This is a very smart book. Sometimes I open a book and immediately realize that this has been carefully crafted and very well-written, which, oddly, can also mean that it may be a less instantly enjoyable book: it may take some time and energy to read as well as to write. Body Geographic is definitely one of those books. It is a memoir that uses maps and migration as metaphor in piecing together Borich’s life. There are occasional maps interspersed with the text, and sections are labelled things like “Inset of Bodies so Real” and “First is the Map of Withstanding”. Borich and her families’ stories are told in fragments like this, not in a linear order.
I got the feeling like I was getting snapshots of people: evocative, but not even close to the full story. As Borich circles back to the same people or time periods, more layers get added to these brief impressions, but I still didn’t feel like I really knew these people. One example that I kept thinking about was Linnea. Linnea is Borich’s wife of two decades, but we do not really get a full conversation between them in the whole book. Linnea only speaks a handful of times. It’s as if she is lightly sketched, though more detail does get added later. I’m used to memoirs where I feel immersed in the “characters”, in their personalities, but there seemed to be a distance between the people in Body Geographic and the reader.

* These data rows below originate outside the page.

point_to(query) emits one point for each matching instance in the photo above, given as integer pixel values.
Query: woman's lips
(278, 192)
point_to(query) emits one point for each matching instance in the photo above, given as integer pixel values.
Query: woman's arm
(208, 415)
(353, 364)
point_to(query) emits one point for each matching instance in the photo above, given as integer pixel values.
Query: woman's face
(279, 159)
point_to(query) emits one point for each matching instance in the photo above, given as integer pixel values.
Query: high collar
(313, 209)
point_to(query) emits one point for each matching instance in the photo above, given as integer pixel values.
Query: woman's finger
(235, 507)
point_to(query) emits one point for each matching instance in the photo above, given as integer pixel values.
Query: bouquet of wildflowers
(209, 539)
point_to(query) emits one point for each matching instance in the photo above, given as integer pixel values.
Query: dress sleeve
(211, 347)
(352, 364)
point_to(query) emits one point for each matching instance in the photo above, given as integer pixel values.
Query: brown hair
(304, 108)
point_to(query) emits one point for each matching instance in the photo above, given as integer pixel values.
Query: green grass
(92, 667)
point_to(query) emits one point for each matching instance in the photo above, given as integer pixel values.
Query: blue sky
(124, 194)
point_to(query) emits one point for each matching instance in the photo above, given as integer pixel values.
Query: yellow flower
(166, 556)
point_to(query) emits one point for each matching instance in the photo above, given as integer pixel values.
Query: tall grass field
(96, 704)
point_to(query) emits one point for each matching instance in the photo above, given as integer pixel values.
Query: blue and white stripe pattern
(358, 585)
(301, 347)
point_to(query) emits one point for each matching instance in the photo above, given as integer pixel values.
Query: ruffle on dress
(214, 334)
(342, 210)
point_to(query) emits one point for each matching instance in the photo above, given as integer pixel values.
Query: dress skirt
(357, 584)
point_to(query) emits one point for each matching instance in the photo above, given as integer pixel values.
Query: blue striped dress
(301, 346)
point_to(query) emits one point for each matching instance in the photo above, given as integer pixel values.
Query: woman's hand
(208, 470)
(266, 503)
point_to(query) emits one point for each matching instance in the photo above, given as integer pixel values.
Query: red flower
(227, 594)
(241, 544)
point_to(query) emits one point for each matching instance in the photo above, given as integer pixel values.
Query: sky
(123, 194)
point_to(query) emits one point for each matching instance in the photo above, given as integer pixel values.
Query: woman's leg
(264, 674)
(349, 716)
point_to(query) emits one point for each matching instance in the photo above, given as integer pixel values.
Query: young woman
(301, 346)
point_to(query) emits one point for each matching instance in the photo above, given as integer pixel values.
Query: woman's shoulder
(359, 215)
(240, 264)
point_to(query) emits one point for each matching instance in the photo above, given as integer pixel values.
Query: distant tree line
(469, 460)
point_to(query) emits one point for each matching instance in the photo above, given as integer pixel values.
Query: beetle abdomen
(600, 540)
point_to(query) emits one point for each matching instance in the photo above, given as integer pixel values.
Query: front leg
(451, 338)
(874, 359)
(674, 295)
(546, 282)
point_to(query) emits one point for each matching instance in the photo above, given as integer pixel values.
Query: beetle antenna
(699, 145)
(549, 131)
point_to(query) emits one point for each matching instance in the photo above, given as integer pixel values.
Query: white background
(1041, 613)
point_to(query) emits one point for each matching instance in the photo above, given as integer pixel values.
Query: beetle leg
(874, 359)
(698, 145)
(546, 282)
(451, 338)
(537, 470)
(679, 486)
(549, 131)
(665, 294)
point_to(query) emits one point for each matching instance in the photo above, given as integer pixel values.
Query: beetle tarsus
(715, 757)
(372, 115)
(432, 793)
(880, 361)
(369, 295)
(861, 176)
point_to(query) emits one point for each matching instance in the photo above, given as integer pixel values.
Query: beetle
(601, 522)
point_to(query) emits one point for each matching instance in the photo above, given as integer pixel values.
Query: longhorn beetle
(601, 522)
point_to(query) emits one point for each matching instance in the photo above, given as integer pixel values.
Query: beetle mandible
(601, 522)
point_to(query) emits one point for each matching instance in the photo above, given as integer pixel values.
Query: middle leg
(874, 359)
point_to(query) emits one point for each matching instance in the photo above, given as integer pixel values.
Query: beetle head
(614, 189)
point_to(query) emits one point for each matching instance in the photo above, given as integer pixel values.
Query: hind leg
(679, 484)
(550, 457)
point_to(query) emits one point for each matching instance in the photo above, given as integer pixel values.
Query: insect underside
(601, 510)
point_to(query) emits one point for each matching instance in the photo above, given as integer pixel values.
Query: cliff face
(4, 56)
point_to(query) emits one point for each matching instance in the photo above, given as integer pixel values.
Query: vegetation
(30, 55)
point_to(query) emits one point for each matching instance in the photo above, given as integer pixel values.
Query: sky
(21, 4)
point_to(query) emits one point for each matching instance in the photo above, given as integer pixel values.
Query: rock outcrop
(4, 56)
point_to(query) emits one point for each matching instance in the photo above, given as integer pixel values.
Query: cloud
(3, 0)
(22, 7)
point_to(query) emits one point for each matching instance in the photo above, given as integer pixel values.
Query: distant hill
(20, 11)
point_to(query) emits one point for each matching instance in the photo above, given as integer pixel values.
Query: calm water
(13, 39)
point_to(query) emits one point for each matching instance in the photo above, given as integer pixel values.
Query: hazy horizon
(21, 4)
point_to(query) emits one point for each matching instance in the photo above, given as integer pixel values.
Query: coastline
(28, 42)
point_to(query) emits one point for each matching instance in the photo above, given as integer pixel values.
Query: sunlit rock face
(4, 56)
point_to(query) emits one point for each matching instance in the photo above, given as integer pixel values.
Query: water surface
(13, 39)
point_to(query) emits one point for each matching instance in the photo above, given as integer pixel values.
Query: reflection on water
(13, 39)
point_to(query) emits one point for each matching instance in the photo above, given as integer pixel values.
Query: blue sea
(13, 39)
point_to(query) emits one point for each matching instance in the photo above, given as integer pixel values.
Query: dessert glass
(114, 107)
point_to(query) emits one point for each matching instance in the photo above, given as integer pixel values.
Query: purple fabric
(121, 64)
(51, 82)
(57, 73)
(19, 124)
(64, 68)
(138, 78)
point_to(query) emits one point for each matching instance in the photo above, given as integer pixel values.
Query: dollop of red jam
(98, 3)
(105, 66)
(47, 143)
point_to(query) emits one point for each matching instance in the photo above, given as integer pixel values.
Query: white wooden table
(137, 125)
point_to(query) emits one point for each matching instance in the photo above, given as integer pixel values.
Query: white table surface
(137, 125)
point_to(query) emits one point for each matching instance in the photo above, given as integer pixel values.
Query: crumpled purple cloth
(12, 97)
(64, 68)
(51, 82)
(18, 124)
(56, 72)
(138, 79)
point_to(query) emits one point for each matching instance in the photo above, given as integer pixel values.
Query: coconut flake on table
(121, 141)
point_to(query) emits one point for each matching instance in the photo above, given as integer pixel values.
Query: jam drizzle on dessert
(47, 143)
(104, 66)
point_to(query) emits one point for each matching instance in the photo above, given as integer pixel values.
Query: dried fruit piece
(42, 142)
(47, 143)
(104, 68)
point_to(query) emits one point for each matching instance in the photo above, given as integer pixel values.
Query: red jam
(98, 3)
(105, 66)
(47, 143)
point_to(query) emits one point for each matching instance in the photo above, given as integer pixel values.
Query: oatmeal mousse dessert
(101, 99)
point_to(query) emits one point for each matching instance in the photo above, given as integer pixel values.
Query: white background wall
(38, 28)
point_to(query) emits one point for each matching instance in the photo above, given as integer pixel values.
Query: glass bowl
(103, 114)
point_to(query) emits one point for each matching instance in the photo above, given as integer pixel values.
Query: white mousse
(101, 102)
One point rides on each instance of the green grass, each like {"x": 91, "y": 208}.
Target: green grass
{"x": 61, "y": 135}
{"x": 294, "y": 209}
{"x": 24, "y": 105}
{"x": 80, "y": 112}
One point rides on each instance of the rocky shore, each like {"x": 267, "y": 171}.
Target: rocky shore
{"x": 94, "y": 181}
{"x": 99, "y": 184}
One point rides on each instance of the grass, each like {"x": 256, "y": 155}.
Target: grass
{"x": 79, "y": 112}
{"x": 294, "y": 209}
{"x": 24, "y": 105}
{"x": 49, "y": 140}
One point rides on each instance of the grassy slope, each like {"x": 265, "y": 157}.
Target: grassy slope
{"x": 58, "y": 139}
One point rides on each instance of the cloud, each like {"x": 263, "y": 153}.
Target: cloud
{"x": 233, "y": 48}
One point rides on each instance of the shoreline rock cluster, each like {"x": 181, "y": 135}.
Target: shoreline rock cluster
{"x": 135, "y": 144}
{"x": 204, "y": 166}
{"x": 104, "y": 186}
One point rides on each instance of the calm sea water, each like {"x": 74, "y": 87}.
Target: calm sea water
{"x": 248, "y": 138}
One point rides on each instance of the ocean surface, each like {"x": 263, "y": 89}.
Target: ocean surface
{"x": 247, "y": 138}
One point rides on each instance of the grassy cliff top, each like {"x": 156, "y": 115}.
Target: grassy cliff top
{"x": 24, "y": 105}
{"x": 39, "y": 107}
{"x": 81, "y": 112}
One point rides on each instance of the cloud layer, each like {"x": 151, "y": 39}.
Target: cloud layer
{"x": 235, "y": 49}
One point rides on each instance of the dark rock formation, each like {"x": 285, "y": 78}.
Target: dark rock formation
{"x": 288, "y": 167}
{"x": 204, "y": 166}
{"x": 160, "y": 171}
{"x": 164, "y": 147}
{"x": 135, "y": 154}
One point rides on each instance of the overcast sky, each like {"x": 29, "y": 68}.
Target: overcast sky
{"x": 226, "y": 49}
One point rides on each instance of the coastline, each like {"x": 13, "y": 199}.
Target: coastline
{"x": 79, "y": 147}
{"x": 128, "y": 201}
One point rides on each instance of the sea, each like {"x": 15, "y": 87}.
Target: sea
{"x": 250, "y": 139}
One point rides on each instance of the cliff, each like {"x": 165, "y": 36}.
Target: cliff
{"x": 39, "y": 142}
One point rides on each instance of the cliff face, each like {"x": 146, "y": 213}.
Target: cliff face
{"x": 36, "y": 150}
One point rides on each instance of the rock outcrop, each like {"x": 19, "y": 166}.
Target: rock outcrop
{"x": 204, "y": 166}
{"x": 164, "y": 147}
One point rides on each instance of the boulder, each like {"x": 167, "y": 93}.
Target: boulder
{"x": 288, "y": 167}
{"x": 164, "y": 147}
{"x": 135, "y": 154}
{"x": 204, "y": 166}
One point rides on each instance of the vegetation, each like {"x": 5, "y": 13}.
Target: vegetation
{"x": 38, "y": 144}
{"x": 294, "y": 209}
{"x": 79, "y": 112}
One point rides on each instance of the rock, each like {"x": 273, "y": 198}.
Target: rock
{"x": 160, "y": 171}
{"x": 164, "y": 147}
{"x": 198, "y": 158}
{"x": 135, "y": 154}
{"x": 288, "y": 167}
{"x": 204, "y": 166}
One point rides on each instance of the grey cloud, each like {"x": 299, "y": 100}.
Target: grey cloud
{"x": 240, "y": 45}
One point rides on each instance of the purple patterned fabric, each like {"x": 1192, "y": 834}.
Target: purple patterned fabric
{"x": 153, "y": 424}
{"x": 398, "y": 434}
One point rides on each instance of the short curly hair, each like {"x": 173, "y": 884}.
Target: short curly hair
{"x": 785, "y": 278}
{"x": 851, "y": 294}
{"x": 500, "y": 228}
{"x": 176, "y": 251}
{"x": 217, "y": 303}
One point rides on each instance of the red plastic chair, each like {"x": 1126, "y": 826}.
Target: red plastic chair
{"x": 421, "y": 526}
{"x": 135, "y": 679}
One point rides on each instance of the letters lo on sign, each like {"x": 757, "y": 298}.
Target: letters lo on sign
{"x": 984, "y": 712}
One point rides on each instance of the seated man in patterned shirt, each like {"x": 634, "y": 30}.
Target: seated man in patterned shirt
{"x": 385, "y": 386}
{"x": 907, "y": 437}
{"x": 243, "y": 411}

I may not be the ideal reader of Body Geographic: I am ridiculously, embarrassingly bad at geography, and I am not a visual person. I definitely don’t think in maps. I did find the metaphor a very interesting one, especially weaving the stories of her ancestors’ migrations and her own migration between her two home cities (Minneapolis and Chicago), but I am sure that anyone who has a better appreciation of maps and geography would enjoy it even more.
This is an extremely well-written memoir that was obviously very carefully put together, and I would recommend that it be read slowly, to really savor the writing and the style of it. It is surprisingly easy to read, but the fragmentation does make it harder to really sink into the story. This is a book that I appreciated the skill of, but didn’t necessarily feel emotionally invested in.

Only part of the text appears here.